Custom Computed Metrics¶
computed_metrics:
computed.code-density:
formula: "clamp((lloc ?? 0) / max(loc ?? 1, 1) * 100, 0, 100)"
description: "Ratio of logical to physical lines (higher = denser code)"
levels: [class, namespace, project]
warning: 80
error: 90
inverted: false # Higher values trigger violations
Metric naming
User-defined metrics can use any name except the reserved health.* prefix. The recommended convention is computed.*.
Available Variables¶
Metric names use double underscores in formulas (dots are not allowed in Expression Language identifiers):
| Metric | Variable in formula | Available at |
|---|---|---|
ccn.avg |
ccn__avg |
class, namespace, project |
ccn.max |
ccn__max |
class, namespace, project |
ccn.sum |
ccn__sum |
namespace, project |
ccn.p95 |
ccn__p95 |
namespace, project |
cognitive.avg |
cognitive__avg |
class, namespace, project |
cognitive.max |
cognitive__max |
class, namespace, project |
cognitive.sum |
cognitive__sum |
namespace, project |
cognitive.p95 |
cognitive__p95 |
namespace, project |
tcc |
tcc |
class |
tcc.avg |
tcc__avg |
namespace, project |
lcom |
lcom |
class |
lcom.avg |
lcom__avg |
namespace, project |
cbo.avg |
cbo__avg |
namespace, project |
cbo.max |
cbo__max |
namespace, project |
cbo.p95 |
cbo__p95 |
namespace, project |
ce |
ce |
class |
ce_packages |
ce_packages |
class |
mi.avg |
mi__avg |
class, namespace, project |
mi.min |
mi__min |
class, namespace, project |
mi.p5 |
mi__p5 |
namespace, project |
distance |
distance |
namespace |
distance.avg |
distance__avg |
project |
typeCoverage.pct |
typeCoverage__pct |
class |
methodCount |
methodCount |
class |
symbolMethodCount |
symbolMethodCount |
namespace, project |
pureMethodCount_cohesion |
pureMethodCount_cohesion |
class |
health.complexity |
health__complexity |
class, namespace, project |
Common aggregation suffixes: __avg, __min, __max, __sum, __p5, __p95.
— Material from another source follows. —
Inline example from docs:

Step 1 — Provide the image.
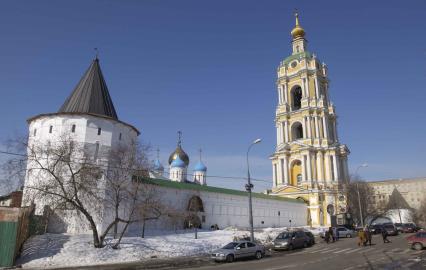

This is not an exhaustive list — any metric collected by Qualimetrix can be referenced in formulas. Use bin/qmx check src/ --format=metrics-json to see all available metrics for your project.
Unknown metric references
If a formula references a metric that does not exist (e.g., a typo like ccn__abg instead of ccn__avg), Qualimetrix will report a clear error instead of silently returning zero. Always use the ?? operator to provide a default for metrics that may legitimately be absent: (ccn__avg ?? 0).
Available Functions¶
| Function | Description |
|---|---|
min(a, b) |
Minimum of two values |
max(a, b) |
Maximum of two values |
abs(x) |
Absolute value |
sqrt(x) |
Square root |
log(x) |
Natural logarithm |
log10(x) |
Base-10 logarithm |
clamp(value, min, max) |
Constrain value to [min, max] range |
?? |
Null coalescing (default value if metric is missing) |
** |
Exponentiation |
Always use null coalescing
Metrics may be missing for some symbols (e.g., a class with no methods has no ccn). Always provide defaults with ??: (ccn__avg ?? 1) instead of ccn__avg.